CodeRush is just an add-in for VS. But what it does to the environment is simply mind-blowingly cool, a dizzying array of automatic templates, graphic markers that make it easy to grok the structure of your code, navigation aids that help you jump around projects and code files, and visualization tools that soften and improve the VS IDE (see Figure 1). The list of features is impressive and endless, but the best part is that they all just work.
I found that once I got used to how CodeRush modifies the environment and I learned how the tools worked, I could be far more productive. Moving around code is one example, even with VS' bookmark feature. CodeRush makes this much more efficient, so that I can jump around to get the code written.
Development tools are personal things that have to adapt to fit each developer's personal style, and CodeRush shines in this area. You can disable features that annoy you (and I guarantee that you'll find at least one), modify code templates or create your own, change the colors of various objects, set how long various indicators should appear, and on and on.
One of the more surprising features is not only that CodeRush is highly customizable, but that it is extensible as well—a VS extension that is itself extensible, complete with an object model and support for writing your own custom add-ins. It took evil genius brilliance to develop a package this flexible and powerful.

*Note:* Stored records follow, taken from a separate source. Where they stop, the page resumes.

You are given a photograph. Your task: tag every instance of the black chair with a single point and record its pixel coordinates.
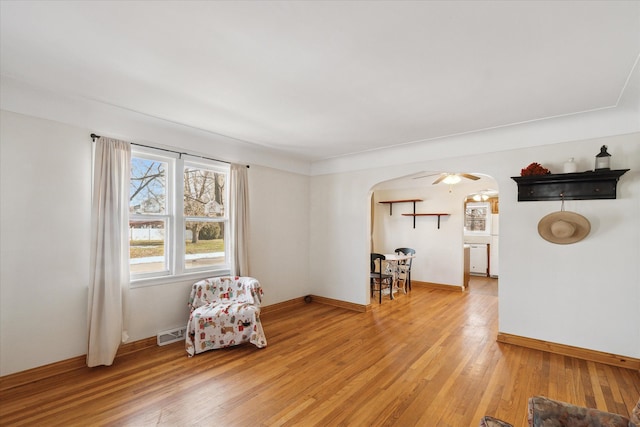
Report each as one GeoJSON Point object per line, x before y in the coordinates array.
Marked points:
{"type": "Point", "coordinates": [378, 277]}
{"type": "Point", "coordinates": [405, 266]}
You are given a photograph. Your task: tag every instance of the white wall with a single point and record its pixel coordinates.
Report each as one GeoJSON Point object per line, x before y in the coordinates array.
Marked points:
{"type": "Point", "coordinates": [45, 192]}
{"type": "Point", "coordinates": [586, 294]}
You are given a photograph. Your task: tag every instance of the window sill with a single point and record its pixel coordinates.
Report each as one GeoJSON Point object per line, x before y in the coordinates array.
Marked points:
{"type": "Point", "coordinates": [187, 277]}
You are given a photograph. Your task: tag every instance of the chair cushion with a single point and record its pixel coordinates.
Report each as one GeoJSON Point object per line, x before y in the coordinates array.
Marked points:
{"type": "Point", "coordinates": [544, 412]}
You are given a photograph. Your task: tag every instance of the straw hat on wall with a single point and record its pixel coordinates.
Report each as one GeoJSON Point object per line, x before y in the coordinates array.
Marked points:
{"type": "Point", "coordinates": [564, 227]}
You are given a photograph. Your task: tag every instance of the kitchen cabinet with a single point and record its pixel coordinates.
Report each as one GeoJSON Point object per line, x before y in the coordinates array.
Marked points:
{"type": "Point", "coordinates": [479, 259]}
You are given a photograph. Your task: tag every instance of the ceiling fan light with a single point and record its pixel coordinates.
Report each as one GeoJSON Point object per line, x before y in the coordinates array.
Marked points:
{"type": "Point", "coordinates": [452, 179]}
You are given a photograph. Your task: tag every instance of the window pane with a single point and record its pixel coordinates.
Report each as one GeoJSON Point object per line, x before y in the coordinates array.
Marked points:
{"type": "Point", "coordinates": [203, 193]}
{"type": "Point", "coordinates": [147, 190]}
{"type": "Point", "coordinates": [147, 246]}
{"type": "Point", "coordinates": [204, 244]}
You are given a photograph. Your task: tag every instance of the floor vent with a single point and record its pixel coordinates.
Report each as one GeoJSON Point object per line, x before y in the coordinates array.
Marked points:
{"type": "Point", "coordinates": [173, 335]}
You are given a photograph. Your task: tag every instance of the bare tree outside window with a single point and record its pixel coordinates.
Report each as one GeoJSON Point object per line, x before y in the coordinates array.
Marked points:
{"type": "Point", "coordinates": [147, 211]}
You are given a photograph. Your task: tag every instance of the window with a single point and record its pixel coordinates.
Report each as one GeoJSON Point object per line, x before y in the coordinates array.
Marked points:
{"type": "Point", "coordinates": [476, 218]}
{"type": "Point", "coordinates": [178, 216]}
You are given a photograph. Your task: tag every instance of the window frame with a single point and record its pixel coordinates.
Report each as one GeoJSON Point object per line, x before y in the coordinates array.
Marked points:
{"type": "Point", "coordinates": [175, 220]}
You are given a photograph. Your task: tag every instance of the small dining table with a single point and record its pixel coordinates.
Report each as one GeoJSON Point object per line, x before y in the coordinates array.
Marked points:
{"type": "Point", "coordinates": [392, 260]}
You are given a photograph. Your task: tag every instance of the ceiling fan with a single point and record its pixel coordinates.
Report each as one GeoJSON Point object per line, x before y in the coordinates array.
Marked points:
{"type": "Point", "coordinates": [450, 178]}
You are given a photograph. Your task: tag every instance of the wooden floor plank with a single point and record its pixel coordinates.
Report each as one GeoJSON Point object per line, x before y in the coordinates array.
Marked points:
{"type": "Point", "coordinates": [426, 358]}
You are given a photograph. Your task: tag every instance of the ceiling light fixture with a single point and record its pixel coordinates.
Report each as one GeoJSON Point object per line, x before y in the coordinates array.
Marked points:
{"type": "Point", "coordinates": [452, 179]}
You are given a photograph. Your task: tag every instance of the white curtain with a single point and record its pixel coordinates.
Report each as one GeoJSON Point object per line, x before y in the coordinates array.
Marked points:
{"type": "Point", "coordinates": [239, 194]}
{"type": "Point", "coordinates": [109, 286]}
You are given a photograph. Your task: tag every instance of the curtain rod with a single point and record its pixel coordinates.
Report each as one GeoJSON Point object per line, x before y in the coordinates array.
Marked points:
{"type": "Point", "coordinates": [94, 137]}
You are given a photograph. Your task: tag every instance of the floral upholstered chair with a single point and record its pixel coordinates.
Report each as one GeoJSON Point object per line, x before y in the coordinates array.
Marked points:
{"type": "Point", "coordinates": [225, 311]}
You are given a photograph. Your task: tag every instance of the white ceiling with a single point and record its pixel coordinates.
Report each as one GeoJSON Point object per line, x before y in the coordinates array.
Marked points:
{"type": "Point", "coordinates": [325, 79]}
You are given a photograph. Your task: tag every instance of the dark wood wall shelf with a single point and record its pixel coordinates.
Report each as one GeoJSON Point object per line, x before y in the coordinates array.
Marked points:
{"type": "Point", "coordinates": [414, 215]}
{"type": "Point", "coordinates": [569, 186]}
{"type": "Point", "coordinates": [391, 202]}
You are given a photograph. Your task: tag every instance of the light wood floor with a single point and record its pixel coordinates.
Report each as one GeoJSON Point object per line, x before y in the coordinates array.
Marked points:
{"type": "Point", "coordinates": [429, 358]}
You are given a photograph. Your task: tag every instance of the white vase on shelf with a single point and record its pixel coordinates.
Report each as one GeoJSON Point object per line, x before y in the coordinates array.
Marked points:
{"type": "Point", "coordinates": [570, 166]}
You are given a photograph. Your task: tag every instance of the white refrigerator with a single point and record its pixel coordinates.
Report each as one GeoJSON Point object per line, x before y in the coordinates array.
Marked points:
{"type": "Point", "coordinates": [493, 251]}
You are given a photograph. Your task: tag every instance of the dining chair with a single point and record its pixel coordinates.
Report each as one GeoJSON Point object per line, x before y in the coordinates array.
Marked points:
{"type": "Point", "coordinates": [405, 266]}
{"type": "Point", "coordinates": [379, 277]}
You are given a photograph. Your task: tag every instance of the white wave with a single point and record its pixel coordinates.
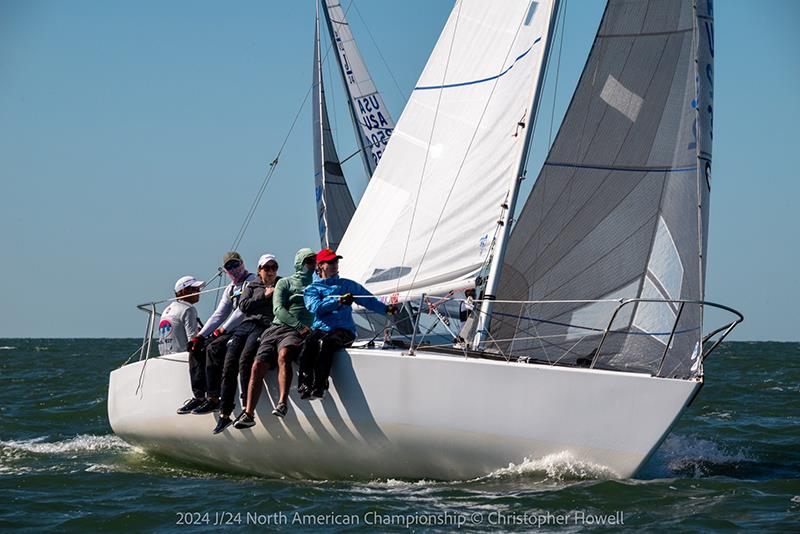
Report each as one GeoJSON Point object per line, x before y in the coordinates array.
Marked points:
{"type": "Point", "coordinates": [682, 453]}
{"type": "Point", "coordinates": [80, 443]}
{"type": "Point", "coordinates": [392, 483]}
{"type": "Point", "coordinates": [557, 466]}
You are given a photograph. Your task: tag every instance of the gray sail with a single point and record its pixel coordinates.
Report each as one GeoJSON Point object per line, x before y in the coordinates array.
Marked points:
{"type": "Point", "coordinates": [620, 207]}
{"type": "Point", "coordinates": [335, 206]}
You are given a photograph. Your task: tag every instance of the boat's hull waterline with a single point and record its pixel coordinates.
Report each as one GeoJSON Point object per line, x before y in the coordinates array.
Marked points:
{"type": "Point", "coordinates": [391, 415]}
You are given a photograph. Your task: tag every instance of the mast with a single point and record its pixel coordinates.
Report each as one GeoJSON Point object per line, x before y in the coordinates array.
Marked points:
{"type": "Point", "coordinates": [320, 171]}
{"type": "Point", "coordinates": [371, 120]}
{"type": "Point", "coordinates": [335, 206]}
{"type": "Point", "coordinates": [495, 268]}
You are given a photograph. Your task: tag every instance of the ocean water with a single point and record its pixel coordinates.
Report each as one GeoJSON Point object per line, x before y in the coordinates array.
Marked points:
{"type": "Point", "coordinates": [732, 462]}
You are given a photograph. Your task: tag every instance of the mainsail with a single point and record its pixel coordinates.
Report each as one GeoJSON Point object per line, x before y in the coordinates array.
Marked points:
{"type": "Point", "coordinates": [335, 204]}
{"type": "Point", "coordinates": [620, 208]}
{"type": "Point", "coordinates": [371, 120]}
{"type": "Point", "coordinates": [430, 212]}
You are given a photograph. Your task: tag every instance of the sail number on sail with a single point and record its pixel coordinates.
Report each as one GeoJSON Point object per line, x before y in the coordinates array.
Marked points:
{"type": "Point", "coordinates": [375, 126]}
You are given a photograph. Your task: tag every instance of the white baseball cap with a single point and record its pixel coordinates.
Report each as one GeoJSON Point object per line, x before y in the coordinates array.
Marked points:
{"type": "Point", "coordinates": [266, 258]}
{"type": "Point", "coordinates": [187, 281]}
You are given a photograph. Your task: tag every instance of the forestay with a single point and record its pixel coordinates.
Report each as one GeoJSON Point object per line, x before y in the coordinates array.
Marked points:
{"type": "Point", "coordinates": [430, 212]}
{"type": "Point", "coordinates": [620, 208]}
{"type": "Point", "coordinates": [335, 204]}
{"type": "Point", "coordinates": [371, 118]}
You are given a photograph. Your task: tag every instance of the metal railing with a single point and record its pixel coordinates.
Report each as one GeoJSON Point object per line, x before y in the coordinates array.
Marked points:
{"type": "Point", "coordinates": [725, 329]}
{"type": "Point", "coordinates": [417, 341]}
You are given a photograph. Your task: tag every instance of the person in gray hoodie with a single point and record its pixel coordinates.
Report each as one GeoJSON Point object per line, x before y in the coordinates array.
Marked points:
{"type": "Point", "coordinates": [256, 304]}
{"type": "Point", "coordinates": [281, 342]}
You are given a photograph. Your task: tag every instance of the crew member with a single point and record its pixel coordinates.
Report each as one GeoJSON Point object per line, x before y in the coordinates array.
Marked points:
{"type": "Point", "coordinates": [256, 304]}
{"type": "Point", "coordinates": [205, 367]}
{"type": "Point", "coordinates": [330, 299]}
{"type": "Point", "coordinates": [282, 340]}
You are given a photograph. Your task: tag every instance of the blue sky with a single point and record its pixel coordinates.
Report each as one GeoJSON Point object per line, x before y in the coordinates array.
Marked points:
{"type": "Point", "coordinates": [134, 135]}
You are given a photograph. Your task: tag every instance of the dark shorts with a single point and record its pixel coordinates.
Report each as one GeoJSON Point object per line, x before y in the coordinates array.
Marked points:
{"type": "Point", "coordinates": [275, 338]}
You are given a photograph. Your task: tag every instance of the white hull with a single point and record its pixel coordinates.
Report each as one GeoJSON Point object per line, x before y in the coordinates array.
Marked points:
{"type": "Point", "coordinates": [397, 416]}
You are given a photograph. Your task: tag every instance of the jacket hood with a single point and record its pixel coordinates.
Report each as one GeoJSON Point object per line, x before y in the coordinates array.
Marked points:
{"type": "Point", "coordinates": [302, 254]}
{"type": "Point", "coordinates": [333, 280]}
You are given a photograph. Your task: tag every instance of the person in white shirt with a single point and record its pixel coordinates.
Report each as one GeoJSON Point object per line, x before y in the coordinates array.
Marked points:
{"type": "Point", "coordinates": [179, 320]}
{"type": "Point", "coordinates": [206, 359]}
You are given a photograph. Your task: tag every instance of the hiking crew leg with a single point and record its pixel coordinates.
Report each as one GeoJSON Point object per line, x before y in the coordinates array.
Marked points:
{"type": "Point", "coordinates": [266, 357]}
{"type": "Point", "coordinates": [197, 373]}
{"type": "Point", "coordinates": [308, 358]}
{"type": "Point", "coordinates": [246, 360]}
{"type": "Point", "coordinates": [215, 359]}
{"type": "Point", "coordinates": [331, 342]}
{"type": "Point", "coordinates": [285, 356]}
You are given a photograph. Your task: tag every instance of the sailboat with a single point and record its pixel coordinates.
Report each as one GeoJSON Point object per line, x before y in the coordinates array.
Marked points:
{"type": "Point", "coordinates": [588, 339]}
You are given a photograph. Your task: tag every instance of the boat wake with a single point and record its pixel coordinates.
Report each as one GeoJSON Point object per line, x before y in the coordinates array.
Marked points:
{"type": "Point", "coordinates": [558, 467]}
{"type": "Point", "coordinates": [696, 457]}
{"type": "Point", "coordinates": [80, 443]}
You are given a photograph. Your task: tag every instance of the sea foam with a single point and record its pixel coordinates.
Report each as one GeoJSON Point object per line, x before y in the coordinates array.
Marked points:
{"type": "Point", "coordinates": [80, 443]}
{"type": "Point", "coordinates": [558, 466]}
{"type": "Point", "coordinates": [689, 454]}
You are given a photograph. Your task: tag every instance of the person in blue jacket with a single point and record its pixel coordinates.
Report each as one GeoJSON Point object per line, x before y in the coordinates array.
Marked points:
{"type": "Point", "coordinates": [330, 299]}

There are two things that are annoying about the product, but their importance is likely to vary with each developer. The first is that the online user guide, although complete and pretty and animated, is non-standard and doesn't facilitate learning the product. I found it hard to find the information I needed. The other problem is that, at least until you get used to it, CodeRush can get in your way. For example, when a template is expanded, even if you didn't want it to, there is no way to go back to just the text you typed. This sometimes requires typing a space, backspacing, typing the variable name you want but don't want expanded, and hitting the right arrow to continue on.
But these are minor quibbles and the latter is easily customized away. So get CodeRush and be the envy of every developer on your block. Learn it, customize it to work the way you do, and go write some great code, efficiently.